Wheat: Weak export data pressures prices
The CBOT wheat main contract closed at 558 1/2 cents per bushel, pressured by ample global supply and increased competition. Australia and Argentina are supplying wheat at low prices, making it tough for U.S. wheat to dominate the international market. Uncertainty in Russia's export policy provides some support for wheat prices, but its effect is limited. Recently, Japan purchased 113,000 tons of food-grade wheat, and Saudi Arabia issued an international tender for 595,000 tons, while U.S. wheat export sales were only 290,000 tons, near the lower end of market expectations.
Soybeans: Export demand eases pressure
CBOT soybean prices showed slight firmness, with the January contract closing at 995 3/4 cents per bushel. Even though Brazil's harvest expectations limited price gains, the news of the U.S. exporting 334,000 tons of soybeans to an unknown destination eased market concerns. Meanwhile, commodity funds have recently increased speculative net long positions in soybeans, further boosting market confidence. South Korea's tender for 50,000 tons of non-GMO soybeans also reflects international demand supporting U.S. soybeans.
Soybean oil: Export expectations boost prices
Soybean oil showed strength, driven by USDA's upward revision in export expectations. Commodity funds increased speculative net long positions in soybean oil, indicating a bullish market outlook. The modest price increase suggests demand improvements have positively impacted the market.

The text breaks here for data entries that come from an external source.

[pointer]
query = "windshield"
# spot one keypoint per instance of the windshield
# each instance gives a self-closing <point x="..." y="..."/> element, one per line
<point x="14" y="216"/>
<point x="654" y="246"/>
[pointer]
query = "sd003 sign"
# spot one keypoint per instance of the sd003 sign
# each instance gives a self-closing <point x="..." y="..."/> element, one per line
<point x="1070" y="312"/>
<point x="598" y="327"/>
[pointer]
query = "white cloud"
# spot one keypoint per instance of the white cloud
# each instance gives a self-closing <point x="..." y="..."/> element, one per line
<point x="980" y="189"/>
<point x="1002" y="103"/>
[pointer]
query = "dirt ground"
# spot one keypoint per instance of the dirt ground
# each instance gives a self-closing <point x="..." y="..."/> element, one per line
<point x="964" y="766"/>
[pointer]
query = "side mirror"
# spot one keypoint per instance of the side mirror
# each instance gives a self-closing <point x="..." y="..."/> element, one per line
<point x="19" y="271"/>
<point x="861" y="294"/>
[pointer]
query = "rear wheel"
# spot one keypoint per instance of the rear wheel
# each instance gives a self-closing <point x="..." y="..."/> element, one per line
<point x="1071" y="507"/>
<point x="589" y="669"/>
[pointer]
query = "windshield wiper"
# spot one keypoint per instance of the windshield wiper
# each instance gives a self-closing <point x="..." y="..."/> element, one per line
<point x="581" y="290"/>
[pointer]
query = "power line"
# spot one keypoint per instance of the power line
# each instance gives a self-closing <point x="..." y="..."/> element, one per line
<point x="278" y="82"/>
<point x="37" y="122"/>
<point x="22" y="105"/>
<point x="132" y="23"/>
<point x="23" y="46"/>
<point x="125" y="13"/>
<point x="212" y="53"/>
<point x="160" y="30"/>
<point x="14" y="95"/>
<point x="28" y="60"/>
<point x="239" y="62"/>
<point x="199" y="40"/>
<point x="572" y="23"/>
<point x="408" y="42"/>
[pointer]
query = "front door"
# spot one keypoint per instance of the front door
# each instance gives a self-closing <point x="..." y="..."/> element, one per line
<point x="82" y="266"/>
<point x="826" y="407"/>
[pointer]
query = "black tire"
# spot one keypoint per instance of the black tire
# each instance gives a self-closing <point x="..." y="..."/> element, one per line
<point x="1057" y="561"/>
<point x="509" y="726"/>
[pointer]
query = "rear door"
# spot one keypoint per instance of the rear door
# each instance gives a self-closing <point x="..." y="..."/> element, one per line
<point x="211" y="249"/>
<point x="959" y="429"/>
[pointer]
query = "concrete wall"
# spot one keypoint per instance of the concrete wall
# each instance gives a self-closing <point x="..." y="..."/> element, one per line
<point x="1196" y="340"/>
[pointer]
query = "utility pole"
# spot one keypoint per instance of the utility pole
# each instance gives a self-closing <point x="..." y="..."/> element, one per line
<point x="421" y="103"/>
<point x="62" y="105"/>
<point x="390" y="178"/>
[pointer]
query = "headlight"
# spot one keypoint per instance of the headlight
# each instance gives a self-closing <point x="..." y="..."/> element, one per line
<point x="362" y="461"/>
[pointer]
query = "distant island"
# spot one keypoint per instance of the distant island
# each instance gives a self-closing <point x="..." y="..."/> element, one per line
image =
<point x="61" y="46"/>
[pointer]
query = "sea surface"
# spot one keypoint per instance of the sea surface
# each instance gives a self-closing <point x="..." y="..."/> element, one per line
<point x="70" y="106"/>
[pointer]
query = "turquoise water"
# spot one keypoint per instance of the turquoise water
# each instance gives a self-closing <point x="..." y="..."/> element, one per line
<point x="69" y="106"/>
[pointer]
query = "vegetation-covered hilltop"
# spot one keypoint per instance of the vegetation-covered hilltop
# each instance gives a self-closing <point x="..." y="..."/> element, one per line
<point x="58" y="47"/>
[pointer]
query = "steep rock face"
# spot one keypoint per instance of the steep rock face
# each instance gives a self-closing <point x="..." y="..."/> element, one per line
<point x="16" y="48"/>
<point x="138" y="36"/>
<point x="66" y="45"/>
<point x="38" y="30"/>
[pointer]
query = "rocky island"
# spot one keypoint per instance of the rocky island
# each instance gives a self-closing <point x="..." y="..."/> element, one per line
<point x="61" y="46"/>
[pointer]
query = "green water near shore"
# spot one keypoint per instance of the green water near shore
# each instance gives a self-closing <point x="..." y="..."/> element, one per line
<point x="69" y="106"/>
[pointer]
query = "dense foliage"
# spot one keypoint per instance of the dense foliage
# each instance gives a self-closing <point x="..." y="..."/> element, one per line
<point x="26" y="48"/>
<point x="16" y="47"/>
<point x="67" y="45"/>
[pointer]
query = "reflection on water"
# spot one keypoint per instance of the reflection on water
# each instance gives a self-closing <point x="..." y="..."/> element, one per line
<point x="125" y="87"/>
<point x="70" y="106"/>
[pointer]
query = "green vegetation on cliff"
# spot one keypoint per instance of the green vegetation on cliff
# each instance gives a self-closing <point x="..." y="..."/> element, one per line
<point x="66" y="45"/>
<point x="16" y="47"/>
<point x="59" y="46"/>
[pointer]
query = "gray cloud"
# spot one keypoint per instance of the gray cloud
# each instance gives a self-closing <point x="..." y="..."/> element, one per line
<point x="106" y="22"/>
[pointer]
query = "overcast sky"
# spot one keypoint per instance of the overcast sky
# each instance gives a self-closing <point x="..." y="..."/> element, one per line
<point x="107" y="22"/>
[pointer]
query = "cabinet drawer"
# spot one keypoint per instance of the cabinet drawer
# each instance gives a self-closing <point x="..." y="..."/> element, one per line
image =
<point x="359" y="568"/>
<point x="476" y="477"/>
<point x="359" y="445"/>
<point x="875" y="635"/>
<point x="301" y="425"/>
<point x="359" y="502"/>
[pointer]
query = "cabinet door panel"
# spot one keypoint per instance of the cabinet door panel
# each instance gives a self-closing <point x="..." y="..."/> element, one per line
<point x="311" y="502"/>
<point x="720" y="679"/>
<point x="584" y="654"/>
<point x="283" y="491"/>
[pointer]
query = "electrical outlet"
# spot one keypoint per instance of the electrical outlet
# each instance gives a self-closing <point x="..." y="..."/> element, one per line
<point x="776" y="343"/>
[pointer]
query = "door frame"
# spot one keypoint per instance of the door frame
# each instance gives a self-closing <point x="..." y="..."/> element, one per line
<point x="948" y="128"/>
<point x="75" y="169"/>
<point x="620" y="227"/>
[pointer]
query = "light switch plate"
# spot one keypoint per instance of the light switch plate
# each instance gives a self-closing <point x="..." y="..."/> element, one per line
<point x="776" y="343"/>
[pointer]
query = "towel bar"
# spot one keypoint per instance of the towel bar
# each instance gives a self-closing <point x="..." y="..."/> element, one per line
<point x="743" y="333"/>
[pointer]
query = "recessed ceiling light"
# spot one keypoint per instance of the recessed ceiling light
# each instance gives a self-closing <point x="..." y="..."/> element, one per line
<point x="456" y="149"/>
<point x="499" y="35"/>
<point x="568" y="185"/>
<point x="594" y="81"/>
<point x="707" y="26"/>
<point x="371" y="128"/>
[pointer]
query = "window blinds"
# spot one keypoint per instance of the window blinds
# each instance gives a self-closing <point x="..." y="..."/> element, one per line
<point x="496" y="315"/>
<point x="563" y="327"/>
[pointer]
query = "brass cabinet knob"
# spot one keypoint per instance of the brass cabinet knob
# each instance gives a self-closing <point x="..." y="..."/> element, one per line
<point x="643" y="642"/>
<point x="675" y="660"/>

Corn: Prices pressured down
CBOT corn prices declined, with the main contract closing at 443 1/2 cents per bushel. USDA data showed corn export sales at only 946,900 tons, below market expectations. A stronger dollar further weakened U.S. corn competitiveness in the global market. On the technical side, the March corn contract fell back after hitting 200-day moving average resistance, limiting its upside potential. Meanwhile, funds increased short positions, further pressuring prices.
Soybean meal: Weak exports suppress prices
CBOT soybean meal prices remained volatile, with the January contract reported in the lower price range. USDA reports showed soybean meal export sales at only 176,300 tons, with weak demand as the main pressure. U.S. domestic supply remains ample, with base export prices stable to declining. Recently, funds significantly increased speculative net short positions in soybean meal, reflecting bearish sentiment in the market.
Summary
The CBOT grain market experienced price divergence due to weak export data and fluctuations in the dollar exchange rate. Wheat and corn faced dual pressures from international supply competition and weak demand, while soybeans and soybean oil showed relative resilience due to demand support. Soybean meal prices continued to linger at low levels, reflecting ongoing weak demand.